Oracle SQL: LISTAGG vs. XMLAGG - different results when using CASE WHEN-CodePudding

I try to use listagg over xmlagg to bypass the length limitation of 4000 bytes of listagg.

My statement however includes a case whenstatement, causing different results:

Select date_column as "Some Date",
       sum(case when status = 'active' then 1 else 0 end) as "active id numbers",
       listagg(case when status = 'active' then id_number END, ',' on overflow truncate) within group (order by id_number) as "Listagg List of active id numbers"
       rtrim(xmlagg(xmlelement(e,case when status = 'active' then id_number END,',').extract('//text()') order by id_number).GetClobVal(),',') AS "Xmlagg List of active id numbers"
from   mytable
group by date_column;

Result:

Date	Active id numbers	Listagg List of active id numbers	Xmlagg List of active id numbers
01/01/2021	4	2334,12333,512333,611651	2334,,,,,12333,,,,512333,,611651,,
01/02/2021	6	4213,6481,7900,16515,22060	,,,4213,,,6481,,,,,,7900,,16515,22060,,,,,,
01/03/2021	2	416,754	,,,416,,,,,,,,754,,,

I face two issues with xmlagg over listagg:

apparently, the function of xmlagg would always trigger even if case when is not true, causing empty , eliminators
performance: it is much slower (~3 times the execution time)

Did I do some mistake with using case when within xmlagg?

Thanks in advance!

CodePudding user response：

As I said in my previous answer, you could alternatively filter in the WHERE clause rather than using a CASE expression:

Select date_column as "Some Date",
       COUNT(*) as "active id numbers",
       RTRIM(
         XMLAGG(
           XMLELEMENT(
             E,
             id_number,
             ','
           ).EXTRACT('//text()')
           ORDER BY id_number
         ).GetClobVal(),
         ','
       ) AS LIST
from   mytable
where  status = 'active'
group by date_column;

That way you will not include the non-active values that will be converted to null by the CASE expression.

db<>fiddle here

Or, you can use a custom aggregation function.
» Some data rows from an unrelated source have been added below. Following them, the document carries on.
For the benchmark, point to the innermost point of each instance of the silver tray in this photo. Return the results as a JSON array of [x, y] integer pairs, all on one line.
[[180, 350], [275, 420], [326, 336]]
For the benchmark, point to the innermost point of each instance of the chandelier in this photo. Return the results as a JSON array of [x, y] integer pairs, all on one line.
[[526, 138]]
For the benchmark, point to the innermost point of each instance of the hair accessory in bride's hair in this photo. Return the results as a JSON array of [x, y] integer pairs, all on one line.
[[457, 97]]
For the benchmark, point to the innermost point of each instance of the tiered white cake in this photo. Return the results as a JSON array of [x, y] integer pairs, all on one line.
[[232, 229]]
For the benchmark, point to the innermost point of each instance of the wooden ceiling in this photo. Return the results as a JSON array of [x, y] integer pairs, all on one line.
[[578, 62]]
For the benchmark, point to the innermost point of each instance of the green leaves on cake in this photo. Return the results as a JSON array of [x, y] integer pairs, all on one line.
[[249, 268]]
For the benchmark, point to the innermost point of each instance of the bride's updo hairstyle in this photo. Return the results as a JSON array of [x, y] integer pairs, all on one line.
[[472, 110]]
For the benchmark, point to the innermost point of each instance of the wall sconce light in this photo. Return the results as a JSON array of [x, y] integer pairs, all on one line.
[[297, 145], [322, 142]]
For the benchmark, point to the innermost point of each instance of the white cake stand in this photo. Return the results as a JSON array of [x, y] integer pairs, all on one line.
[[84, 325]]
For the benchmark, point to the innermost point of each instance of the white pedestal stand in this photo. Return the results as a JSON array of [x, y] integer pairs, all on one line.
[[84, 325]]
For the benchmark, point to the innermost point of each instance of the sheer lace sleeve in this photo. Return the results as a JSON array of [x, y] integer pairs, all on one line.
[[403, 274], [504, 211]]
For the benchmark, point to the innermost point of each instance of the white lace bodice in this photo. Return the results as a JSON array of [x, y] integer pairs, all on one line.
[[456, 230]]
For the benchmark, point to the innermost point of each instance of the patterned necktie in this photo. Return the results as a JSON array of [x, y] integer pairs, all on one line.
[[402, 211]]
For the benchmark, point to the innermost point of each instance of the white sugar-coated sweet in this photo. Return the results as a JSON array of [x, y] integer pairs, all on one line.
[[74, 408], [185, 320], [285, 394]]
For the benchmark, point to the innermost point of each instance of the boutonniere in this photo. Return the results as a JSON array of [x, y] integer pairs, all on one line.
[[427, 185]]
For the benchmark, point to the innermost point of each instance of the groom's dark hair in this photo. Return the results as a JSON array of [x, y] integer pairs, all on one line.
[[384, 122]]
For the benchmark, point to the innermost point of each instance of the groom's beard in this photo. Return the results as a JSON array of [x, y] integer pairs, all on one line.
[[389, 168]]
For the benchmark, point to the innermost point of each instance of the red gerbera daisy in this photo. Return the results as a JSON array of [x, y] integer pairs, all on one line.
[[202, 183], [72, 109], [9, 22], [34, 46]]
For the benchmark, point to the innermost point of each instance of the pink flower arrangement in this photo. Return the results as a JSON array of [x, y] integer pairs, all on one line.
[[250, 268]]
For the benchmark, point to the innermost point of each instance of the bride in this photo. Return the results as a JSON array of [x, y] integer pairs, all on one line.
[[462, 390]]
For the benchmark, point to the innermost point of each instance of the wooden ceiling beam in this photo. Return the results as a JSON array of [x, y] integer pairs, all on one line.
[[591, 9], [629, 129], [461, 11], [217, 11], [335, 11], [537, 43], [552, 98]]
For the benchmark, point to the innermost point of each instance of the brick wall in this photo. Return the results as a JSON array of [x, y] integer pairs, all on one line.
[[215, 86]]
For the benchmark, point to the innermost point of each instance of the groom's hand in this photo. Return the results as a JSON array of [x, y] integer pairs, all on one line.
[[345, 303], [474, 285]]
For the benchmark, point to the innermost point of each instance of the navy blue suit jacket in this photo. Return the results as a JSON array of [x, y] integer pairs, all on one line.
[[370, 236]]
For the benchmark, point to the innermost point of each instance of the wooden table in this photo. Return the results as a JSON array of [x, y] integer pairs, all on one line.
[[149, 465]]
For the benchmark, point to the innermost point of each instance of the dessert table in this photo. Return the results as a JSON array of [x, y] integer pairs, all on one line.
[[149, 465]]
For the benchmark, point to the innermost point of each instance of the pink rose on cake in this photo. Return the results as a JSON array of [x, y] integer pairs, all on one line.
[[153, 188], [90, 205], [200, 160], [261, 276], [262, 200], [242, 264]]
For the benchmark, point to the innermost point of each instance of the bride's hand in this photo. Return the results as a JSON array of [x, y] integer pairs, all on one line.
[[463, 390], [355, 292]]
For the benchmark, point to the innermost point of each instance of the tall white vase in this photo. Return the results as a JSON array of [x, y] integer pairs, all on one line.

As for the difference, LISTAGG is documented to ignore NULL values:

The arguments to the function are subject to the following rules:

The measure_expr can be any expression. Null values in the measure column are ignored.

XMLAGG does the same:

XMLAgg is an aggregate function. It takes a collection of XML fragments and returns an aggregated XML document. Any arguments that return null are dropped from the result.

However, if you do:

SELECT DUMP(XMLELEMENT(E, NULL, ',').EXTRACT('//text()')) FROM DUAL;

You will find that the output has Typ=58 which is an XMLTYPE data type (and not a string) so the values being aggregated are not NULL and are not going to be ignored.

For example:

CREATE TABLE table_name (value) AS
SELECT 1 FROM DUAL UNION ALL
SELECT 2 FROM DUAL UNION ALL
SELECT NULL FROM DUAL UNION ALL
SELECT 4 FROM DUAL;

Select LISTAGG(value, ',') WITHIN GROUP (ORDER BY ROWNUM) AS listagg_list,
       RTRIM(
         XMLAGG(
           XMLELEMENT(
             E,
             value,
             ','
           ).EXTRACT('//text()')
           ORDER BY ROWNUM
         ).GetClobVal(),
         ','
       ) AS xmlagg_list
from   table_name;

Outputs:

LISTAGG_LIST XMLAGG_LIST

1,2,4 1,2,,4

LISTAGG_LIST	XMLAGG_LIST
1,2,4	1,2,,4

db<>fiddle here

And regarding performance, you are asking the XMLAGG solution to create XML elements and then extract the text from the XML element and then aggregate and convert the XMLType to a CLOB (rather than a smaller VARCHAR2) and then to strip trailing commas; it is unsurprising that, when it doing so much more work, that it takes longer.